Telling our Story
Story telling is so important in our world. When we greet each other the first moments of conversation are filled with the who, what, when, where and why of life. “Where do you live?” “What do you do for a living?” “do you have children?” Yes, the list of questions can go on and on because we are hungry to know a bit about other people. We tell a story with our life, and that story is meant to encourage, and inspire others.
While in grad school i was challenged by a professor to think through my life and recall those people who just pop out as exceptional to me. The challenge was to determine what made those people stand out. What did they do, and how was it that in some cases several decades had passed yet words discussed, concepts taught, memories shared remain memorable, clear and fresh in my mind.
I remember spending a weekend tasked with journaling my thoughts. The full assignment was to present in a 5 minute speech those people that came to mind, and what made them so significant. It was a long and cold fall weekend, and my journal lay exposing blank pages for what seemed like all of friday evening, and half of saturday.
Then the flood gates opened.
Memories of my early years and those “girls stay up late” talks with my mom and her sisters were among the first to come to mind. My mom grew up in a small town near Pittsburgh, but married my dad and moved to Cleveland in the 1950s. When we went to visit them in Pennsylvania it was a treat for mom… and an opportunity to tell their story to me. Story telling was an important part of the vocabulary of Mom and her family. They wanted me to understand who they are, and what they had been through. And yes, they had a story that was wonderful, encouraging ,and brought great hope that the American Dream is possible, and attainable. Stories from the dark days of the great depression, and the palpable sense of struggle and challenge, giving way to an age of prosperity, growth, jobs, and renewed hope in life itself. It is a story that began to peek under the veneer and see the true character of these hearty women to endure, innovate, and thrive on so little.
One memory was of young childhood, and church kids choir. The choir director was an immigrent from Russia with a very thick accent and spoke a blend of russian and english that we oddly understood. He shared his compelling passion for freedom, and his complete thanks for being able to live in a free country. His story was one of struggle, and life threatening moments, filled with emotional lows and highs, The immigration process, and the assimilation into American culture was another facet… but he told his story.
Memories turn to my third grade teacher, who was the first teacher to really bring life and fresh approach to learning.
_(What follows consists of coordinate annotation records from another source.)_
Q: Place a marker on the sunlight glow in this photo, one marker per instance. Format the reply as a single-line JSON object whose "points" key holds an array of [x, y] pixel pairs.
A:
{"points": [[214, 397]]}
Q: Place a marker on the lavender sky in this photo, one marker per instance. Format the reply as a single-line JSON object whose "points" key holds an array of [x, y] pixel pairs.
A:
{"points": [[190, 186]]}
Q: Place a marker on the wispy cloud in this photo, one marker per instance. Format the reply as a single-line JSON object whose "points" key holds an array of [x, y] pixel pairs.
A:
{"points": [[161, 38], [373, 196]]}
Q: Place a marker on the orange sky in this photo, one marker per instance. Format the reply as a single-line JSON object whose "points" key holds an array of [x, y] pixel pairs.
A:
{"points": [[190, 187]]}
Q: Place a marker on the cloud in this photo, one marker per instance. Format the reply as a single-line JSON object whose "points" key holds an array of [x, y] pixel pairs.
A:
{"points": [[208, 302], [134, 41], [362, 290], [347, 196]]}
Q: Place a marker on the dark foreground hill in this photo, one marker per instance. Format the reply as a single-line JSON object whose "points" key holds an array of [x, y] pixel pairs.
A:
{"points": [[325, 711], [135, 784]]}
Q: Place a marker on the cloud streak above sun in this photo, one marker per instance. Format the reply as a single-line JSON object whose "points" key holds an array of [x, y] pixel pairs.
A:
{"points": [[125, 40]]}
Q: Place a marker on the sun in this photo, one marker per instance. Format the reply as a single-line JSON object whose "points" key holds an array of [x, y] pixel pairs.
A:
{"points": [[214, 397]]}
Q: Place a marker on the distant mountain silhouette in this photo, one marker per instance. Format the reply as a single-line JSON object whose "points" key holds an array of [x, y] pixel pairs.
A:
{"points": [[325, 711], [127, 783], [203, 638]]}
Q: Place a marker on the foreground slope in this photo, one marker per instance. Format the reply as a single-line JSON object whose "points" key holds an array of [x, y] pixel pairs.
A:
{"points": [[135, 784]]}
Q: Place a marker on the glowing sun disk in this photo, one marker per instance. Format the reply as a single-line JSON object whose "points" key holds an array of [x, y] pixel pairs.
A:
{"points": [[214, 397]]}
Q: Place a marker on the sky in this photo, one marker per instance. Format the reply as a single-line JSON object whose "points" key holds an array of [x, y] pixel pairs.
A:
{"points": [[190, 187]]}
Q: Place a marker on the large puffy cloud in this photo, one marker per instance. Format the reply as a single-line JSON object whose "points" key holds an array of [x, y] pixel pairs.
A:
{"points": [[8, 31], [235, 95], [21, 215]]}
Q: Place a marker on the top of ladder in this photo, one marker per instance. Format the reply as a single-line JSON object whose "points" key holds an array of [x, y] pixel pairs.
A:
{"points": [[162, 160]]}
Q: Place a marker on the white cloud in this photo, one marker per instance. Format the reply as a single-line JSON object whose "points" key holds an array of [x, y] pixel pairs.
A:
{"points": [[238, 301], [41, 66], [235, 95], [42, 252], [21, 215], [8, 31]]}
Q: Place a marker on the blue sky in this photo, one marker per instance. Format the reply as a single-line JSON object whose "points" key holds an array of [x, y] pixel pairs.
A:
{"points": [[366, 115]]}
She taught through a kind of story telling, working through the required work, while allowing us to hear glimpses of her story. She loved people, she loved her life, and she loved to share the nuggets of encouragement she found.
And there was the 7th grade art teacher who reminded us that anything is possible if you try hard enough, and believe in yourself. And it was her story that clarified how these values were a core of her life. Again, she loved being there, loved her classroom, her students, and poured into each of us in great ways. She was able to tell you her story. Stories create curiosity and interest, both of which are strong tools in attracting us. She made me eager to try different media of art, keep pressing my skills, trying different media until i discovered what spoke to me, matched my skills, and blessed others.
My journal was filling with names, memories, thoughts. And though there were many different thoughts one thread of commonality shined through. They tell their story in ways that are winsome, encouraging, enticing, attractive. I wanted to live their life, know their adventure, be in their shoes.
The time came and I did present my 5 minute talk to my grad school class. I was the first of the group to speak. I was the ice breaker. Either I got it right or I missed it completely. ((deep breath)) As i sat down there was a hush in our small room. I think the other 19 grad students wondered what was coming next. Tension was high in that room. The professor looked at me and said “Exactly! Tell your story. Your story is the best marketing plan you can have. Keep it sincere, transparent, honest, and make your story windsome, attractive, and exciting.”
Storytelling has become a large part of our Images in Bloom marketing plan. We embrace our story as a vital component of our products. and we value the opportunity to tell our story to encourage other people. Storytelling, is all about finding your voice, expression and something to share. In blogging, storytelling is about sharing experiences, your mistakes, your journey, your accomplishments or anyone else’s for that matter.